Children under eight are developing their ability to understand that people see things from different perspectives. If children are told that a child about to join the nursery cannot walk very well because of an illness, they will probably accept that (and the child when she arrives) quite calmly. If no one explains this, they are likely to find the ways in which this child is different disturbing and deal with that disturbance by distancing or other hurtful behaviour.

So when a child says something that appears to be evidence of prejudice, we shouldn’t jump to the conclusion that they’ve been fed prejudiced views by someone. That may have happened, of course, but it’s equally likely that they are just trying to make sense of something unfamiliar and coming to wrong conclusions. If the apparent evidence of prejudice lies in something they say rather than in an action hurtful to another child, then it should be treated with respect as an attempt to learn and corrected as gently as a mistake in some other sphere would be. If the action has hurt someone else, the harm caused by the action has to be taken up as an issue (and reassurance given to the child that has been hurt), but only in the way that other kinds of hurtful behaviour would be, not on the assumption that the child has been in some way infected by racist ideology.

Above all, any incident where there is apparent evidence of prejudice should be used as the basis for re-examining the way the setting helps children to understand differences and how far our own difficulties with this issue have impeded progress. The immediate incident has to be tackled. Reflection on what it implies about our behaviour is just as important.

Self-assessment

This exercise, taken from Peter Baldock’s recent book on cultural diversity, is intended to help practitioners reflect on their own attitudes…

Soon after the former MP Jack Straw had made a public statement about feeling uncomfortable when Muslim women came to his constituency surgery wearing headscarfs, especially in the form in which most of the face is covered, I overheard a conversation in Sheffield city centre. Two young white men were inviting passers-by to sign a petition against what Straw had said. A young white woman politely refused to sign it, explaining that she regarded the headscarf as a sign and instrument of male domination. I know Muslim women who would have regarded her relatively skimpy dress as a sign and instrument of her own sexual availability and, therefore, domination by men.

Would you agree with either of these points of view (or neither)?

● What difference does it makes to your understanding of the issue that you are a man or a woman?

● If you wear a hijab yourself or have done in the past, what meaning does it have for you? If you do not, what meanings do you think it could have for women who wear it?

● How much does the clothing other people wear determine the ways you respond to them?

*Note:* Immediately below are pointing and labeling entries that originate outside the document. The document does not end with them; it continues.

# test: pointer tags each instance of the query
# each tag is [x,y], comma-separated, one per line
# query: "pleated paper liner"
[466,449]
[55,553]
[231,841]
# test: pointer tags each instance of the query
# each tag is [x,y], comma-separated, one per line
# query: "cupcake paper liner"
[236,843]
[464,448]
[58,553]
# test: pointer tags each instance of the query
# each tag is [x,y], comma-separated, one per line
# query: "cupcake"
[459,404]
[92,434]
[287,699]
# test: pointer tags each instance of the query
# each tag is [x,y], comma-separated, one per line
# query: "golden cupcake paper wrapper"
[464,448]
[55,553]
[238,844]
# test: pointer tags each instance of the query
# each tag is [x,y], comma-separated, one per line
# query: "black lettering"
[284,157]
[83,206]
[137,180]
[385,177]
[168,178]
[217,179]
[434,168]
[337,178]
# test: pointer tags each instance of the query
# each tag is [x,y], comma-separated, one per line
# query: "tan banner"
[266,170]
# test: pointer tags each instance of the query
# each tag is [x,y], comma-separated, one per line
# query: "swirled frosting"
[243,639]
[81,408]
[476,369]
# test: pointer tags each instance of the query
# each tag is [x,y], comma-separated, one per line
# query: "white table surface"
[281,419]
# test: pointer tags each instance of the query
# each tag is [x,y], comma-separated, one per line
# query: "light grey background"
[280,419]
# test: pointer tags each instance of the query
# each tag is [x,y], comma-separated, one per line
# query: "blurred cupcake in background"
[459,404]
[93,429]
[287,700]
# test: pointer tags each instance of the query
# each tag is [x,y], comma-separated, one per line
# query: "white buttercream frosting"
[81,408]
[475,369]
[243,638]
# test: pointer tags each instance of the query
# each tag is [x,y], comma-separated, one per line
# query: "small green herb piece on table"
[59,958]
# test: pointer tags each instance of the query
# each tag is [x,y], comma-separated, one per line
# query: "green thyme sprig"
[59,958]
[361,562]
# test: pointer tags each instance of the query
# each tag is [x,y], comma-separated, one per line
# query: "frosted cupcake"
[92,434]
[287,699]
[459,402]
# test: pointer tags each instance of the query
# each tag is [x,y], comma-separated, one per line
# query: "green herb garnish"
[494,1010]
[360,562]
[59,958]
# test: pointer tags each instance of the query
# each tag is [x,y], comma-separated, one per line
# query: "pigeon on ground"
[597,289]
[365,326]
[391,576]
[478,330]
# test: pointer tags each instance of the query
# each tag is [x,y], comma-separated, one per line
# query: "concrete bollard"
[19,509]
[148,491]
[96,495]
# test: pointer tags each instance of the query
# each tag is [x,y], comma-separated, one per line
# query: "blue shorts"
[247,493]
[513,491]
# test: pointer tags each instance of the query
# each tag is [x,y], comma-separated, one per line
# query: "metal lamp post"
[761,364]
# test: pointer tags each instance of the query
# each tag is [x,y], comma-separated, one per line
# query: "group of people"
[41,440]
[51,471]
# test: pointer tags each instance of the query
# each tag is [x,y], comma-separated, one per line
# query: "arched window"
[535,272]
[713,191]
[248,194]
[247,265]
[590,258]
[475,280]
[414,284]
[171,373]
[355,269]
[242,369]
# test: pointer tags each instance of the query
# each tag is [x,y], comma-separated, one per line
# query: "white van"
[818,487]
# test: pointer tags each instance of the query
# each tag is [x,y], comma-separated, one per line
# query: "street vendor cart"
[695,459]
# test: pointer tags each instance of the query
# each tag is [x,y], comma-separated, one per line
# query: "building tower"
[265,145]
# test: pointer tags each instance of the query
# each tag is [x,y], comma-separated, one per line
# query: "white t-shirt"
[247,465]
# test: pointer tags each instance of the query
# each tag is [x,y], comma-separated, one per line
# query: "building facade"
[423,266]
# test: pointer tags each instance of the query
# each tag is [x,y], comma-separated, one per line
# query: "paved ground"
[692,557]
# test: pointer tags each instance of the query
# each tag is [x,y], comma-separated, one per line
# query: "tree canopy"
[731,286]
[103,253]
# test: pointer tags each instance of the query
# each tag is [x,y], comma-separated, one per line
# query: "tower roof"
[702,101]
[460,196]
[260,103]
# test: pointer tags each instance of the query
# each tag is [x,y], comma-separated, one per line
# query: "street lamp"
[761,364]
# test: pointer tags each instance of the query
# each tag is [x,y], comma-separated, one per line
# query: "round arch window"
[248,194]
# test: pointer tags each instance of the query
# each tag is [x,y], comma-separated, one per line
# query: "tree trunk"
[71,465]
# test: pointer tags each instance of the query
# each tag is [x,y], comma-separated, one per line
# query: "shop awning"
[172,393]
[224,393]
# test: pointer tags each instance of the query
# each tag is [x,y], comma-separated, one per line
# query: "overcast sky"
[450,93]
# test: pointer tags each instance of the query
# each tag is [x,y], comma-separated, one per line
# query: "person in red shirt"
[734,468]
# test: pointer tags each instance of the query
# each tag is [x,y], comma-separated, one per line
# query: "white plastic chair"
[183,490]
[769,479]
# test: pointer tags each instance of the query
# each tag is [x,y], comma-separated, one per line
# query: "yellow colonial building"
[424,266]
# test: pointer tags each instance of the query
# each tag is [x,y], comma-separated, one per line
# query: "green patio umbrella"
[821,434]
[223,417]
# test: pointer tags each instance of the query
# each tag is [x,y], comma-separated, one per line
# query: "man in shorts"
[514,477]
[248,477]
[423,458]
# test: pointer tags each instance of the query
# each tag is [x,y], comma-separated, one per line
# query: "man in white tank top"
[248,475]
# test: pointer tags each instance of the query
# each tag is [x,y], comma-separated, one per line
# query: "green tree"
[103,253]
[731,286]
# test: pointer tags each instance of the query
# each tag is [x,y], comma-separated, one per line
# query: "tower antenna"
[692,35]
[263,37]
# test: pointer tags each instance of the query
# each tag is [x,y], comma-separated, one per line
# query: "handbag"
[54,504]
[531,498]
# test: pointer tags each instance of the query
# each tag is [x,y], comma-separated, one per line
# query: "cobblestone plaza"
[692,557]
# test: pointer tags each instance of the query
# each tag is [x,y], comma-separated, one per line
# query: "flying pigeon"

● Are there circumstances in which you would consider drastic alterations to your normal form of clothing to facilitate communication with others? Have you ever done this in practice? How did it feel?

This article briefly explores some of the themes in Peter Baldock’s book Understanding Cultural Diversity in the Early Years, which considers current debates around the alleged failure of multiculturalism, and encourages practitioners to utilise their own cultural backgrounds and experiences as a way of developing their teaching.